Ambili agrees to become Stephen's mistress in return for protection from Kishanbhai's gang. Stephen sends Sathan to become Angelina's bodyguard until the things blow over. Stephen and Acid beats up Kishanbhai and rapes his wife and make a video of the crime to keep him silent. But Kishanbhai's wife commits suicide and in anger his men kills Acid and tries to kill Sathan. Sathan escapes and kill one of Kishanbhai's men but they manage to attack and nearly kill Stephen and Ambili. Sathan kills one of the main members of Kishanlal's gang, but Stephen is dissatisfied by the slow progress after knowing that he has gone soft and have developed feeling for Angelina. Sathan finally manages to kill kishanlal. Stephen shares the news with Ambili during this Stephen reveals to her that it was Sathan who raped Angelina. New CI Shekharan who took charge of goonda squad cracks down on Stephen's gang Stephen snatches him to be killed, but Sathan helps him to escape after remembering things Angelina had told him previously.

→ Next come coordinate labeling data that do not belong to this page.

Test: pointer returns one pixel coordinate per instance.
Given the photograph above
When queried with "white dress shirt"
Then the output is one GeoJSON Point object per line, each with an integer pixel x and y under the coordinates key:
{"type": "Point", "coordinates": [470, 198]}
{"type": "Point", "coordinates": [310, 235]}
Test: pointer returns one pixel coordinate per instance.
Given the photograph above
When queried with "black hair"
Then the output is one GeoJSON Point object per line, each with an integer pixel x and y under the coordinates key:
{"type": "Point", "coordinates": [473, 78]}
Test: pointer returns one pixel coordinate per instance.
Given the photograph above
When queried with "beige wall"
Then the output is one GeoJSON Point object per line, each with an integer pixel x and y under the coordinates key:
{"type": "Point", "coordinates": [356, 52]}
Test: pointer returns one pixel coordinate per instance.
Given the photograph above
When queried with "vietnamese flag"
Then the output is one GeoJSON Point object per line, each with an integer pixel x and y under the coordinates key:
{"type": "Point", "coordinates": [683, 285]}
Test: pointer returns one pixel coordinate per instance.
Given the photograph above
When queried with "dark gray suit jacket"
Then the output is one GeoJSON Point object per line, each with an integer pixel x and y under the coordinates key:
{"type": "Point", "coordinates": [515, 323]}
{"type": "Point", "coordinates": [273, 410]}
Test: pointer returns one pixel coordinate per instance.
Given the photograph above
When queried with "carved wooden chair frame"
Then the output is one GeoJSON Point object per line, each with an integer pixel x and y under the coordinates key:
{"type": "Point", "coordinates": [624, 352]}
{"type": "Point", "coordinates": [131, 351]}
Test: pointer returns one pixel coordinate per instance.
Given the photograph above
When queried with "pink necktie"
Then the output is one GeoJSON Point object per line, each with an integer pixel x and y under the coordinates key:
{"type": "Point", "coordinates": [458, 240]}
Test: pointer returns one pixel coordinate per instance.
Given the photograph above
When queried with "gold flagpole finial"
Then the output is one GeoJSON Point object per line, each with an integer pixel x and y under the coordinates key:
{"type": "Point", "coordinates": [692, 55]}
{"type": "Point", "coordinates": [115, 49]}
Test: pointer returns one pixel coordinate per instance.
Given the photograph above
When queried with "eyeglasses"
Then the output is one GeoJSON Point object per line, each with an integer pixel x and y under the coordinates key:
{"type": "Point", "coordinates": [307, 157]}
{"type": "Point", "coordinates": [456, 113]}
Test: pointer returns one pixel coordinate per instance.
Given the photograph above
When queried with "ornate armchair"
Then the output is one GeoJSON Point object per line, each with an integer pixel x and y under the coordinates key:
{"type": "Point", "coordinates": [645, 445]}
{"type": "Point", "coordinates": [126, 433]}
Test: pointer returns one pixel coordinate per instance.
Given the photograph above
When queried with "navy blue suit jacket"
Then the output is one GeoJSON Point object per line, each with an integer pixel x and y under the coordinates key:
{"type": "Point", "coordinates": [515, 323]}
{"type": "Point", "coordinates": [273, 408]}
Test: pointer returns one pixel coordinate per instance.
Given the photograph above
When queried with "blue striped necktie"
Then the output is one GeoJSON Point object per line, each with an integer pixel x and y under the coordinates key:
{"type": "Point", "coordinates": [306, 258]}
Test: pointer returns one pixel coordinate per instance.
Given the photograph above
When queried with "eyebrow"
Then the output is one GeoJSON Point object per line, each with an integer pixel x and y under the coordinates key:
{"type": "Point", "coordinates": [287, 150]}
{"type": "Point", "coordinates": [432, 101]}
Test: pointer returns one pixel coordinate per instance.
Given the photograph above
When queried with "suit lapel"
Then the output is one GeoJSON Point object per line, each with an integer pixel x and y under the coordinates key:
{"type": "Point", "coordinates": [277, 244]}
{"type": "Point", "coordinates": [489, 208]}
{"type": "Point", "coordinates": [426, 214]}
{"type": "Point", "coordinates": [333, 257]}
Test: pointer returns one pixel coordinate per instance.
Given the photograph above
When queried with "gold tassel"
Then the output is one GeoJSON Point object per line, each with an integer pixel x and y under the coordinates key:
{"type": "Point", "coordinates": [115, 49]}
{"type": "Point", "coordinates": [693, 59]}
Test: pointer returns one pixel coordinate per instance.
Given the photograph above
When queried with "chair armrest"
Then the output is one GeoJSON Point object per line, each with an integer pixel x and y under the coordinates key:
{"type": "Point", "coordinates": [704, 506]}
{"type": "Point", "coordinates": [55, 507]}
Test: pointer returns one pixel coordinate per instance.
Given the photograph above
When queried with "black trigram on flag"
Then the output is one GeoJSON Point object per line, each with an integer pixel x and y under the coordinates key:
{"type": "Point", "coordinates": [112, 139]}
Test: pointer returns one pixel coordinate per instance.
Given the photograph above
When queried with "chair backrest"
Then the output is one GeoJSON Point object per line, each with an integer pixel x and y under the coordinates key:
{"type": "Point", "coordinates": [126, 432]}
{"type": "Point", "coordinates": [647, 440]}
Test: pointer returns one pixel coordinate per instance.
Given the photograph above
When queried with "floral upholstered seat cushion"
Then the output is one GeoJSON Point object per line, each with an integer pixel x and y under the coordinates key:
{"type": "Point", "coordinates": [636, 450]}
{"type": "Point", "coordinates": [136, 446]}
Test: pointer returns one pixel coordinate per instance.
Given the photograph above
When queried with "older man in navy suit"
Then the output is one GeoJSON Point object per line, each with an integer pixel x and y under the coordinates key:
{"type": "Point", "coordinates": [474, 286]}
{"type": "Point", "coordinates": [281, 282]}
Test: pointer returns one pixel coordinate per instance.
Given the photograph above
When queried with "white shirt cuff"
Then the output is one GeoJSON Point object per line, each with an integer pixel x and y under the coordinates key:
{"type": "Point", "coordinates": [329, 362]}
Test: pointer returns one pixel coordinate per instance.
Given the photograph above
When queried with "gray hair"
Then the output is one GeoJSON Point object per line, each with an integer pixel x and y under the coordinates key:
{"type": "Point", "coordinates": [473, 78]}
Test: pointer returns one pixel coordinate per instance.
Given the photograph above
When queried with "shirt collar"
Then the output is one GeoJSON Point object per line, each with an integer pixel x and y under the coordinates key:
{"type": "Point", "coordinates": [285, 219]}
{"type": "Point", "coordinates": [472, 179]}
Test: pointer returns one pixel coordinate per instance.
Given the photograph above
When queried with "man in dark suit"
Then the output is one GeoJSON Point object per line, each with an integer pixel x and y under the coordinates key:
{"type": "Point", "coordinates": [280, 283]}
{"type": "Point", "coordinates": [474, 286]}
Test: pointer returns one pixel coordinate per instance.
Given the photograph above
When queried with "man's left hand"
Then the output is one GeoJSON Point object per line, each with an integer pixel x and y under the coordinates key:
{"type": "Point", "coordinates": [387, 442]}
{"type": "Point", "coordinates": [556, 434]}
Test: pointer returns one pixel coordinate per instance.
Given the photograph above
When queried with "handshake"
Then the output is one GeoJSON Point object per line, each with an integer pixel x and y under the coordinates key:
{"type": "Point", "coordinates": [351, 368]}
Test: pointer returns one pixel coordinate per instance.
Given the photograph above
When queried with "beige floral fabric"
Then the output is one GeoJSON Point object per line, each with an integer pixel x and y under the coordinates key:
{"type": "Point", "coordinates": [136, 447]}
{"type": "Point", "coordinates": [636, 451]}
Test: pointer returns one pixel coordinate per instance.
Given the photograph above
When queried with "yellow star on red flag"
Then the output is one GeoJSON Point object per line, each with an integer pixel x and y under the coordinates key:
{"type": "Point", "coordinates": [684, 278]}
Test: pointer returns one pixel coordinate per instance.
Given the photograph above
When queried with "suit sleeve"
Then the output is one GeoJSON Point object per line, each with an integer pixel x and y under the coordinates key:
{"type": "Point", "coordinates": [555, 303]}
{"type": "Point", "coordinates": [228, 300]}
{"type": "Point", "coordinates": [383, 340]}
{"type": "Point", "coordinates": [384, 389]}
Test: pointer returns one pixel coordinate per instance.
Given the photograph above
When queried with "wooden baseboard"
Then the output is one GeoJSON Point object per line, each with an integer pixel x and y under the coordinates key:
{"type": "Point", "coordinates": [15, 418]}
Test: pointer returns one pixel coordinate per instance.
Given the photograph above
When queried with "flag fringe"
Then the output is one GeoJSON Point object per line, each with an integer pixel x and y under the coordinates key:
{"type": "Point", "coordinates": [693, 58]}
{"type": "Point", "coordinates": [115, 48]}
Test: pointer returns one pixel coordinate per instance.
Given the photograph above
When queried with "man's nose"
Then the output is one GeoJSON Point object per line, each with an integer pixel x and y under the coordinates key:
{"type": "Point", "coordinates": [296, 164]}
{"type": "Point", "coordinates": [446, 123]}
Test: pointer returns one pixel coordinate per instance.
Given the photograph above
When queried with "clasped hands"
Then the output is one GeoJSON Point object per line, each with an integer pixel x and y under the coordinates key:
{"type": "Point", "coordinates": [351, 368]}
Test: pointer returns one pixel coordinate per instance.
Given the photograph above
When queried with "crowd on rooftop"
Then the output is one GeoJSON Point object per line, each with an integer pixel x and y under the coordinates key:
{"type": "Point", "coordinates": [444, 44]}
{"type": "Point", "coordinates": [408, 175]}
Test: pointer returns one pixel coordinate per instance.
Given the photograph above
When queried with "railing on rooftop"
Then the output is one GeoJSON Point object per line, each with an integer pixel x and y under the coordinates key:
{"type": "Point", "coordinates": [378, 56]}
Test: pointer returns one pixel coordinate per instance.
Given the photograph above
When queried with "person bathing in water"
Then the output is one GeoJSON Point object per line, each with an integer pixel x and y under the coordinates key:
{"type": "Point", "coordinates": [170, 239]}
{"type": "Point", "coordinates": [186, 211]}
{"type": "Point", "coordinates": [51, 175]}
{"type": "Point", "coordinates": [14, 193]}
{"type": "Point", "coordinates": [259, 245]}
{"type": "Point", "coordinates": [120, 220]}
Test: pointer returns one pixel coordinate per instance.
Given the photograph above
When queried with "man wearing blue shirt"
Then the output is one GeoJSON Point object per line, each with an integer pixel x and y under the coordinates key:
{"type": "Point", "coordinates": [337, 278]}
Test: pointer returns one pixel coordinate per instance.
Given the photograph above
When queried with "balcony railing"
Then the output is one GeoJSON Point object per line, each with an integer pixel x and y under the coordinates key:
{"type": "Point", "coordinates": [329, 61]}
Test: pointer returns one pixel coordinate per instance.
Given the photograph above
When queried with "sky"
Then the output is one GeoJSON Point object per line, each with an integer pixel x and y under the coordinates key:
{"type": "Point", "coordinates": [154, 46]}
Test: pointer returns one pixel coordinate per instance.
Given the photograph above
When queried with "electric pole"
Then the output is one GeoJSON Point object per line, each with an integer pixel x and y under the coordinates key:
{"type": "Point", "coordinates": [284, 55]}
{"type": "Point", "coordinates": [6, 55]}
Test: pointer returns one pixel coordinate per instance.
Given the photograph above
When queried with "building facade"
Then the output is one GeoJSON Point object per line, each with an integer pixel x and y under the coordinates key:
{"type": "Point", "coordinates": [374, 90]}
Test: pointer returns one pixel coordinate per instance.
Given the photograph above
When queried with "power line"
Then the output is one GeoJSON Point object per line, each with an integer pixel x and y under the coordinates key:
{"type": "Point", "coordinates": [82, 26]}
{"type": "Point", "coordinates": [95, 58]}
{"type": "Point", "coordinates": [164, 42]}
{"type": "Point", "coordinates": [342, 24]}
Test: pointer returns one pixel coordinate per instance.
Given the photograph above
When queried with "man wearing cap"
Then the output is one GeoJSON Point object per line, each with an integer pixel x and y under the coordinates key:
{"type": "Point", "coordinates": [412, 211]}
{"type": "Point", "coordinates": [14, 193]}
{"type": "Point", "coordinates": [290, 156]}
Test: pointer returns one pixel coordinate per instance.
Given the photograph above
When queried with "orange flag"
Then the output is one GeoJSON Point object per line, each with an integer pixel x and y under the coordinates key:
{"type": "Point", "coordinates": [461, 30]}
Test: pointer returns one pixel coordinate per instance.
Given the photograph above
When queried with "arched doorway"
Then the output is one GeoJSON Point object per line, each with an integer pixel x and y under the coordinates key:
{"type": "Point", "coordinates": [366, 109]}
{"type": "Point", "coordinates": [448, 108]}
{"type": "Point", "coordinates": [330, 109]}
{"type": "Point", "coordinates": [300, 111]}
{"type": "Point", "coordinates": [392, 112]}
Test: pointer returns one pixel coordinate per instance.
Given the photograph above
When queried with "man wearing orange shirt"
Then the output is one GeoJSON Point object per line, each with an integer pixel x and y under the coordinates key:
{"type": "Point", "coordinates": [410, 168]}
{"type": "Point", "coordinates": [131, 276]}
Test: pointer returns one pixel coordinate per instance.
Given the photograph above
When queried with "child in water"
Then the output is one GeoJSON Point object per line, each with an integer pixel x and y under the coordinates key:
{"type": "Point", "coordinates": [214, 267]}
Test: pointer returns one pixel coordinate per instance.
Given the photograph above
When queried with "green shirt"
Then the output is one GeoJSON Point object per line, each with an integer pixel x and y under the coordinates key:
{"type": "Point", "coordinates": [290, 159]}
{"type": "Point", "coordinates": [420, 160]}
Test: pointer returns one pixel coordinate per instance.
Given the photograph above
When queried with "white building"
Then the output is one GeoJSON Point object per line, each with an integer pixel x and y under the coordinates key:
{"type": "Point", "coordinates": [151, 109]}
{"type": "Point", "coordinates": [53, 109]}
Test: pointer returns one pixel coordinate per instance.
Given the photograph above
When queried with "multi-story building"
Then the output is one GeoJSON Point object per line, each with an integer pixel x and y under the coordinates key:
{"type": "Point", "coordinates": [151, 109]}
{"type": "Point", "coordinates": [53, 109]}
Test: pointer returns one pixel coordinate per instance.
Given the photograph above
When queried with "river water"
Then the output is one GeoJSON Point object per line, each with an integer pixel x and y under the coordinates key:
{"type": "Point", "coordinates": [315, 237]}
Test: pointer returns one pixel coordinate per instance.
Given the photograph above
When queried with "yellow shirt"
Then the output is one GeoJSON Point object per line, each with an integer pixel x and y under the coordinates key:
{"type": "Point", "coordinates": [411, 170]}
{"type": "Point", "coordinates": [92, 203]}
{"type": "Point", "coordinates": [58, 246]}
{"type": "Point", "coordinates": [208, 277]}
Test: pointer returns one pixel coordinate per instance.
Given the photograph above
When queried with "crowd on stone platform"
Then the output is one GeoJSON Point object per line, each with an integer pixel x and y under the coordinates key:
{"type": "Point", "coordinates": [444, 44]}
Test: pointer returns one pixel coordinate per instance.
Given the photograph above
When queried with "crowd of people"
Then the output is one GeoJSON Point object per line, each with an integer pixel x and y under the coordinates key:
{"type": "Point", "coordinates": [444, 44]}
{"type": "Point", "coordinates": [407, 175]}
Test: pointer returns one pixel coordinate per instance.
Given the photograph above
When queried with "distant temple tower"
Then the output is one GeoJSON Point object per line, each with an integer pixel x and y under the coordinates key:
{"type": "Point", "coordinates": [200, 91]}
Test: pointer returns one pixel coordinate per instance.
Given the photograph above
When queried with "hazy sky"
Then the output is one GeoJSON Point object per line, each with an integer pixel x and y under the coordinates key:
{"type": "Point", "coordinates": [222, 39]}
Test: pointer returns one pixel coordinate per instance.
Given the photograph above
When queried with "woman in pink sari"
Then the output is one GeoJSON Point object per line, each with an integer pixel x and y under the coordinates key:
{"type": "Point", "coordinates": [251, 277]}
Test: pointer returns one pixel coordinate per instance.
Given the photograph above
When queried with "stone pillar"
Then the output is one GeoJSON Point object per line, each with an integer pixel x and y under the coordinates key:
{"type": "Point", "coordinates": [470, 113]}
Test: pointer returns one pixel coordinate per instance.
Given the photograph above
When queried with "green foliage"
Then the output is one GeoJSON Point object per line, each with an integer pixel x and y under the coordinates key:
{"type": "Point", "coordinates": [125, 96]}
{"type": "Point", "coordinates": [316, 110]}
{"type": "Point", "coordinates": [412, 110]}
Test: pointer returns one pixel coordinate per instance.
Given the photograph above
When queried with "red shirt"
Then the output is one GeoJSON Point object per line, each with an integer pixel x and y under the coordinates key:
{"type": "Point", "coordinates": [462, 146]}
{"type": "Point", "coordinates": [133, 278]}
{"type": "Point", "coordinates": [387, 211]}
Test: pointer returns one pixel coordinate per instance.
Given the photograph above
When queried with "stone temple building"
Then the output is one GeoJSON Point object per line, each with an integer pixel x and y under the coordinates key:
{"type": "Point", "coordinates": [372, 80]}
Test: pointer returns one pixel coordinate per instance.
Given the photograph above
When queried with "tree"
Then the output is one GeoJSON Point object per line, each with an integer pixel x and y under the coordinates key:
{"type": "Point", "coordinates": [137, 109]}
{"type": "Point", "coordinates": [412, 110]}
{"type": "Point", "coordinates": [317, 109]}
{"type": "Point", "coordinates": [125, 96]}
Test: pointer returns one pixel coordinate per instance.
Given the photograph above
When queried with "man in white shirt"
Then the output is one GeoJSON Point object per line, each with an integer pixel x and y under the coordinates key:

And when Stephen is suspended from the department because of this, his anger towards Sathan tenfolds and beats him up and kick him out of the gang while not killing him to know where Angelina is. Sathan meets Angelina at the church, where she is hiding. There Sathan reveals that it was he who raped her. After the revelation, they leave the church. Stephen and the police chase and arrest Sathan. Stephen plans to kill Saathan by beating him up and throwing him on the railway tracks. But Sathan gathers last of his strength and grabs Stephen's leg, and the train crushes them both to death. Angelina escapes dressing up as a Nun and is later seen raising Sathan's son.

All through the story's narrative, we hear the voice of the director A. K. Lohithadas as the narrator, by the end of the film, we know that Lohithadas was actually researching for a new movie script, when we finally see Angelina as a single mother to a son fathered by Saathan. The movie closes with a street side poster of Lohithadas's new movie, which is based on Saathan's life.

==Cast==
- Prithviraj Sukumaran as Saathan aka Daveed (as revealed in sequel, Asuravithu)
- Vijayaraghavan as C.I Gunda Stephen
- Chandra Lakshman as Angelina
- Thara Kalyan as Adv. Pauly Anthony
- Sadiq as C.I Shekharan
- Saji Soman as Acid
- Madhupal as Antony
- A. K. Lohithadas as Himself
- Vinayakan as Montha
- Ambika Mohan

==Controversy==
The film was initially titled Violence. However, due to objection raised by the censor board, the title was changed to Stop Violence. The censors asked for at least 10 cuts because they felt it showed women in a bad light and that too much blood is being spilt on the screen. They decided not to challenge the cuts and also agreed for a change in title.

==Reception ==
A critic from Cinesouth wrote that "The film should definiltely recover its costs. Performances of the lead actors have been very good and convincing. The director should probably succeed in holding the audience's attention". On the contrary, a critic from Sify wrote that "If you like blood and gore, try out Stop Violence. Even after the censors have butchered the film there is enough of the cliché-ridden feuding blood thirsty gangsters and their molls who run amuck in every frame. The director A. K. Santhosh does not effectively communicate the rage and shame of the Kochi underworld".